しかし十年も同じブログを書いて三十歳になるというのはなかなかインパクトがある。十年間もダラダラと日常を書いたりしているからである。しかしこのブログのアーカイブ表示の地層からは同じような言葉の瓦礫が出てくるばかりで、劇的な変化があるわけではなかった。十歳が二十歳になるのは疾風怒涛の日々だが、二十歳が三十歳になると航海や凪のような様相を呈してくる。嵐は来ない。自ら漕ぎ出さなければならないということである。十有五では志しているだけで良かったが、三十になると立つことを要求されるのは、そういうことかもしれない。
とはいえ、内面や外面ではいくらか変化もあったことと思う。すくなくとも二十歳のとき自分は就職していなかったし、今より劇的に悲観主義者だったし、荒削りで、燃えるナイフのようであった。今はというと、当時は全く予想だにしていなかったが、プログラミングで生計を立てていられる程度には収入を得ているし、結構楽天家になったし、チャレンジできるようになってきた。心はいい感じに角が取れる兆候があり、ついでに腹も丸くなってきている。

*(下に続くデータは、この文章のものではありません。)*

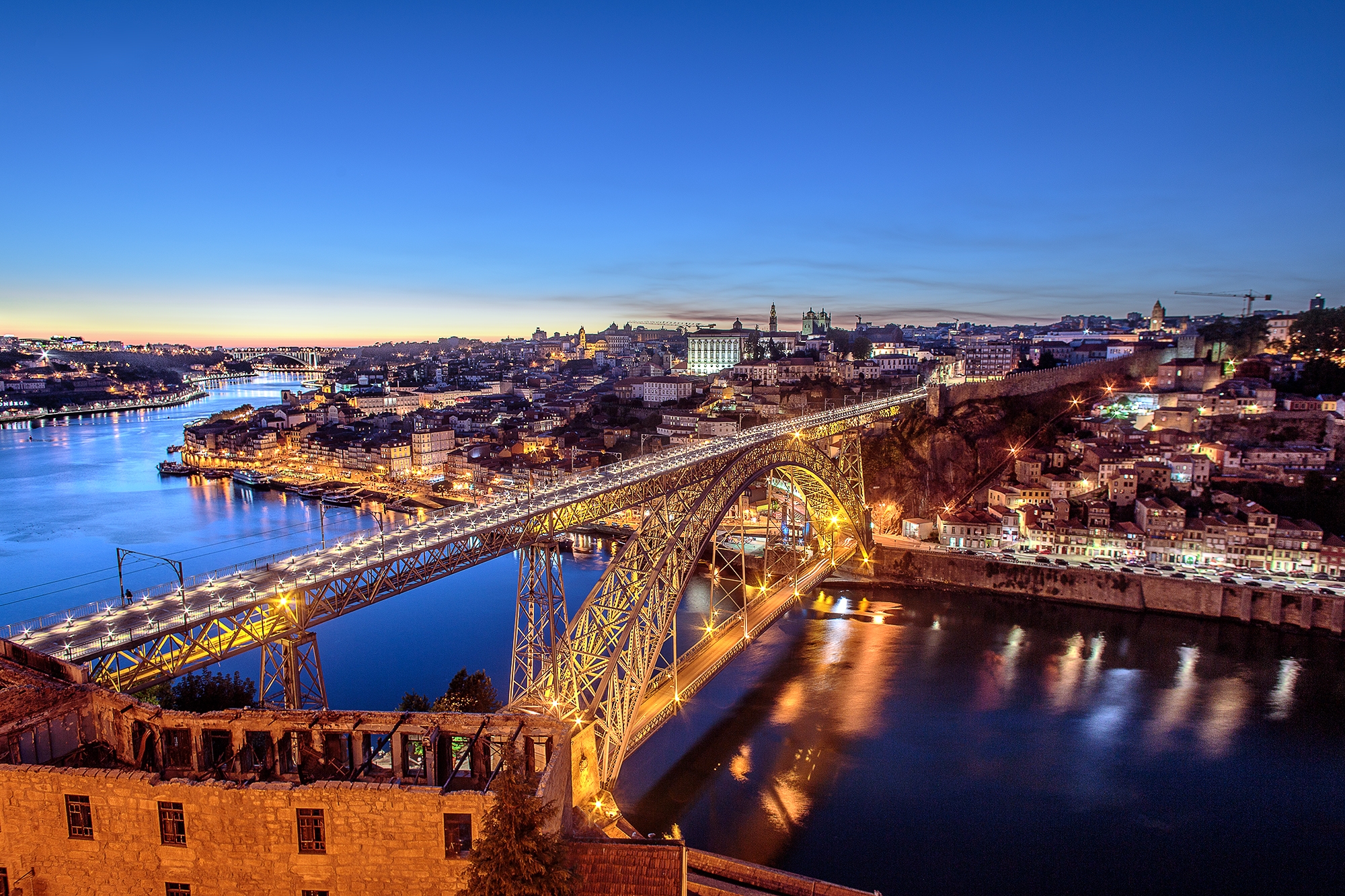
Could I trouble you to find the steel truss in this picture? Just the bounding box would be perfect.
[42,391,923,699]
[508,540,569,702]
[512,436,868,787]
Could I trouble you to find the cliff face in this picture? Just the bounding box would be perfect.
[863,393,1065,520]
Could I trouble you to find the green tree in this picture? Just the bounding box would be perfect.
[464,758,576,896]
[152,669,257,713]
[434,666,500,713]
[397,690,429,713]
[1289,307,1345,360]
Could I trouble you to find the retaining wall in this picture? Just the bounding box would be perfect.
[873,545,1345,634]
[947,348,1174,407]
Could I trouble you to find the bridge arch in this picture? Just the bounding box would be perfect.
[514,436,868,786]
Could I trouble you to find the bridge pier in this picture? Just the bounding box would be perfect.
[261,631,327,709]
[508,540,569,702]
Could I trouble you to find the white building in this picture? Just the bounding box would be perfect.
[686,320,746,376]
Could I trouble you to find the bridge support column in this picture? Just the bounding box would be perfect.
[261,631,327,709]
[508,540,569,704]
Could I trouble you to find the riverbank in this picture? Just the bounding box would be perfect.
[0,386,210,423]
[861,545,1345,635]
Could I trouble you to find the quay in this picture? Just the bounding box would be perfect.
[0,384,210,423]
[847,544,1345,635]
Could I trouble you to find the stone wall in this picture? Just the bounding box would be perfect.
[944,350,1173,406]
[0,766,487,896]
[874,545,1345,634]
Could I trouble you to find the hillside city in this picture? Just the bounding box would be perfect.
[0,297,1345,577]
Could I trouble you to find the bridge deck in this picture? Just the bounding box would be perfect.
[627,542,855,752]
[4,389,924,680]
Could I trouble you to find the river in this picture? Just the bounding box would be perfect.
[0,376,1345,896]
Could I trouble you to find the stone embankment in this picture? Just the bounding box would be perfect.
[873,545,1345,635]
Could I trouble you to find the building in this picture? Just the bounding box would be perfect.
[640,376,695,407]
[1266,315,1298,348]
[799,308,831,339]
[1154,358,1224,391]
[963,341,1018,379]
[686,320,748,376]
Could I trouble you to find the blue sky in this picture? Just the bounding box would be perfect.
[0,3,1345,344]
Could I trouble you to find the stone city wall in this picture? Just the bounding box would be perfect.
[0,766,487,896]
[873,545,1345,634]
[946,348,1174,407]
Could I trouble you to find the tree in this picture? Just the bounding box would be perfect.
[397,690,429,713]
[464,756,576,896]
[1295,358,1345,395]
[434,666,500,713]
[1289,307,1345,362]
[143,669,257,713]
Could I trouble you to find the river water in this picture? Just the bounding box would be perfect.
[0,376,1345,896]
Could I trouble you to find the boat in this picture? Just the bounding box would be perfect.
[233,470,270,489]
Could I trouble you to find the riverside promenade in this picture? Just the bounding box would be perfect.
[0,384,210,423]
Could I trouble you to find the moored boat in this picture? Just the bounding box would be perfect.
[233,470,270,489]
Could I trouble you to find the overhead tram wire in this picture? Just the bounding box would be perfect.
[0,505,373,607]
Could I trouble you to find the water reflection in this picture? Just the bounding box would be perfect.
[617,589,1345,893]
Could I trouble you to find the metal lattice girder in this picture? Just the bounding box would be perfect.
[530,437,863,786]
[261,631,327,709]
[42,391,924,692]
[508,540,569,702]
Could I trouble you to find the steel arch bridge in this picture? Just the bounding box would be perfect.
[0,390,925,784]
[510,434,869,787]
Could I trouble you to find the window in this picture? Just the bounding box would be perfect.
[297,809,327,853]
[402,735,425,778]
[200,731,234,768]
[323,731,350,772]
[363,731,393,774]
[449,736,472,778]
[66,794,93,840]
[486,735,507,775]
[164,728,191,768]
[238,731,272,771]
[527,737,551,775]
[444,813,472,858]
[159,802,187,846]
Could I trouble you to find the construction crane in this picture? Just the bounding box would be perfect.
[1173,289,1271,317]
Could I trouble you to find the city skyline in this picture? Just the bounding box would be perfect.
[0,4,1345,344]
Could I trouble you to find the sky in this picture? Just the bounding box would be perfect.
[0,0,1345,345]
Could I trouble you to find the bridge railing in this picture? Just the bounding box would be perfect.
[0,390,923,639]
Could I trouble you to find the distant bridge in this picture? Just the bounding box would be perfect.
[225,345,340,370]
[8,390,927,787]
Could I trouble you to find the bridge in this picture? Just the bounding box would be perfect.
[225,345,339,372]
[7,390,927,787]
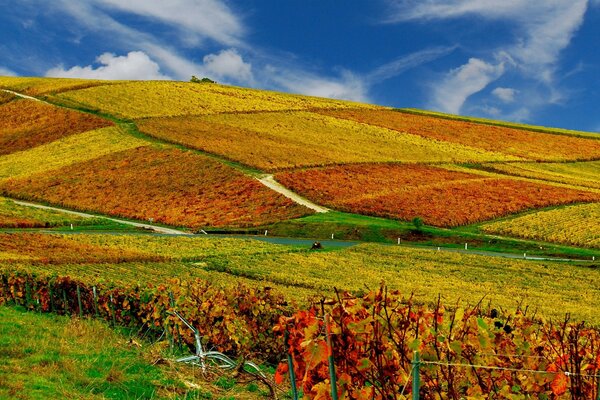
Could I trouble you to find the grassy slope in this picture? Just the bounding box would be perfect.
[0,306,274,400]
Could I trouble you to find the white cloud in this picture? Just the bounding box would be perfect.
[46,51,170,80]
[492,87,518,103]
[366,46,456,83]
[388,0,598,115]
[92,0,245,45]
[203,49,253,83]
[0,67,17,76]
[432,58,505,114]
[264,65,369,102]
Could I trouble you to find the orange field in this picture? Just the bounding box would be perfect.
[0,233,163,264]
[0,100,112,155]
[319,110,600,161]
[0,147,311,228]
[0,91,15,104]
[275,164,600,227]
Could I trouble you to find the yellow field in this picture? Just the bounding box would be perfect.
[0,76,111,96]
[483,203,600,248]
[0,235,600,324]
[0,91,15,105]
[139,111,515,171]
[0,127,147,181]
[55,81,375,119]
[485,161,600,189]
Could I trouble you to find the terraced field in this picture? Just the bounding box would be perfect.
[484,160,600,189]
[0,197,104,228]
[0,76,111,96]
[0,127,148,182]
[139,112,516,171]
[0,146,312,228]
[0,235,600,323]
[52,81,376,119]
[320,110,600,161]
[276,165,600,227]
[483,203,600,248]
[0,99,113,155]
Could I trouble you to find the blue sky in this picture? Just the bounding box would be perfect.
[0,0,600,131]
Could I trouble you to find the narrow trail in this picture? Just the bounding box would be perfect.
[0,89,329,213]
[256,175,329,213]
[12,199,188,235]
[0,89,54,106]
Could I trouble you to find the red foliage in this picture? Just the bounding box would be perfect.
[276,164,600,227]
[0,100,113,155]
[275,287,600,400]
[319,110,600,160]
[0,147,311,228]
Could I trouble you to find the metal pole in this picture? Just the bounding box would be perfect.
[284,330,298,400]
[77,285,83,318]
[325,314,338,400]
[412,351,421,400]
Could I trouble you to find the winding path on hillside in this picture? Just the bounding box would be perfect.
[12,199,188,235]
[0,89,53,105]
[256,175,329,213]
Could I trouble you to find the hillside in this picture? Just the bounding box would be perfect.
[0,77,600,399]
[0,77,600,247]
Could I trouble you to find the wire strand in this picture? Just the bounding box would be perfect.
[420,361,600,378]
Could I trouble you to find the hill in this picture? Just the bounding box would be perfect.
[0,77,600,243]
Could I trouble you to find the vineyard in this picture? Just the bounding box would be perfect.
[0,234,600,323]
[0,100,112,155]
[483,203,600,248]
[51,81,375,119]
[0,127,147,182]
[276,165,600,227]
[140,112,514,171]
[0,197,104,228]
[0,147,311,228]
[484,161,600,189]
[322,110,600,161]
[0,76,111,96]
[0,77,600,400]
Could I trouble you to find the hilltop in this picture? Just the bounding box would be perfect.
[0,77,600,253]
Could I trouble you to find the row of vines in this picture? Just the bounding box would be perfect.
[0,271,600,400]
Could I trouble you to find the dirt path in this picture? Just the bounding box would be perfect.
[12,199,188,235]
[256,175,329,213]
[0,89,52,105]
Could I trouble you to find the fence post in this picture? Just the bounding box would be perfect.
[325,314,338,400]
[169,290,183,352]
[412,351,421,400]
[48,282,54,313]
[284,329,298,400]
[92,286,98,318]
[110,294,117,327]
[77,285,83,318]
[63,288,69,315]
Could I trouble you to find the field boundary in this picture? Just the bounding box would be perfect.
[256,175,330,213]
[11,199,188,235]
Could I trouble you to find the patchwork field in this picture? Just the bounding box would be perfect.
[0,235,600,323]
[0,100,113,155]
[484,160,600,189]
[0,147,311,228]
[54,81,376,119]
[139,112,515,171]
[320,110,600,161]
[0,91,16,105]
[0,127,148,182]
[483,203,600,248]
[276,165,600,227]
[0,197,105,228]
[0,76,111,96]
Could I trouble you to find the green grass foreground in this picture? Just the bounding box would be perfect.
[0,306,274,400]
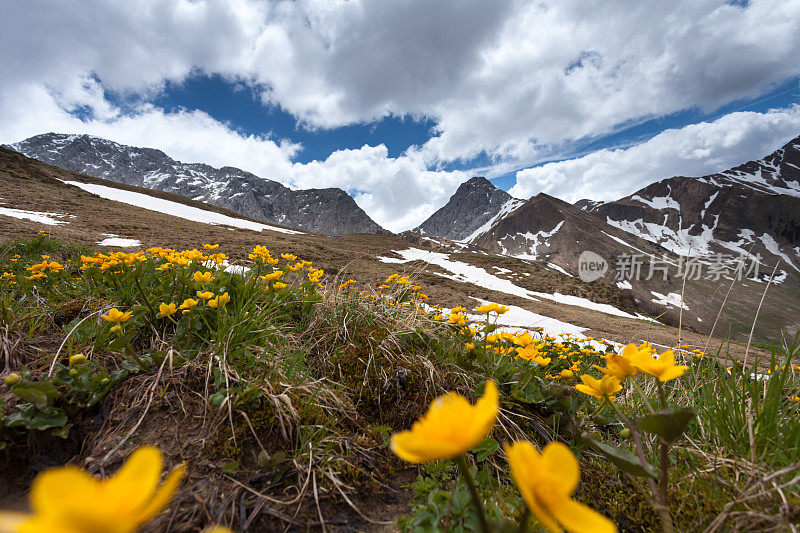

かねてより内向的で積極的に人生に繰り出すタイプではなかったので、この十年の流れの中に燦然と輝く金字塔、というわけではなく、華麗なる経歴があるわけでもないのだが、ガタガタ揺れながらもなんとか走ってきたし、それなりに自分の人生には満足感がある。そういう見出し方を見出したことが十年間における奇貨だと言えるかもしれない。特段の専門教育を受けていない状態で野良犬的にプログラミングをやっていたところをサマーインターンに参加でき、CSってなんだよ!という状態ではてなに闖入したことは間違いなく僥倖である。そういえばそのきっかけもAkkaであったように思う。Scala書いてるの、といったことを社員の誰かに訊かれたような記憶がある。奇貨居くべしとはこういうことで、とりあえずチャレンジしておくと後からなんか良いことがあったりする、というのが一つの教訓である。
繰り返しになるが、おおむねボンヤリ生きてきたのでこれだというものが特にない感じで、ここ十年を振り返ってどうです?と自分に問い掛けても、なんかあまり思い出せない。本当にボンヤリ生きているのだな、とそこだけはハッキリしている。まあそういうとらえどころの無い人生も、多様性の一つと言えるかもしれません。でもボンヤリ生きているということは達成感もないので、それは精神衛生上良くないかもしれない。面白いことやるぞ!!!という意欲だとか、自分の人生を自分で演出する用意周到さだとか、頭の柔軟性を大事にするといったことがあると良いけれど、とっくに地図は埋まりきっていて、面白そうなことはもう誰かがやっていることを知ってしまっているがために、常に二番煎じの人生を歩まなければならない辛さというのは、確実に十年前よりあるな、と思っている。人間の同一性が破壊されていて、だったらみんなと同一になればいいじゃん、という感じの世相はあるかもしれない。
特筆性のあまりない誕生日エントリになっちゃった。やっぱりボンヤリしているのがいけないのかな。これからもヨロシク!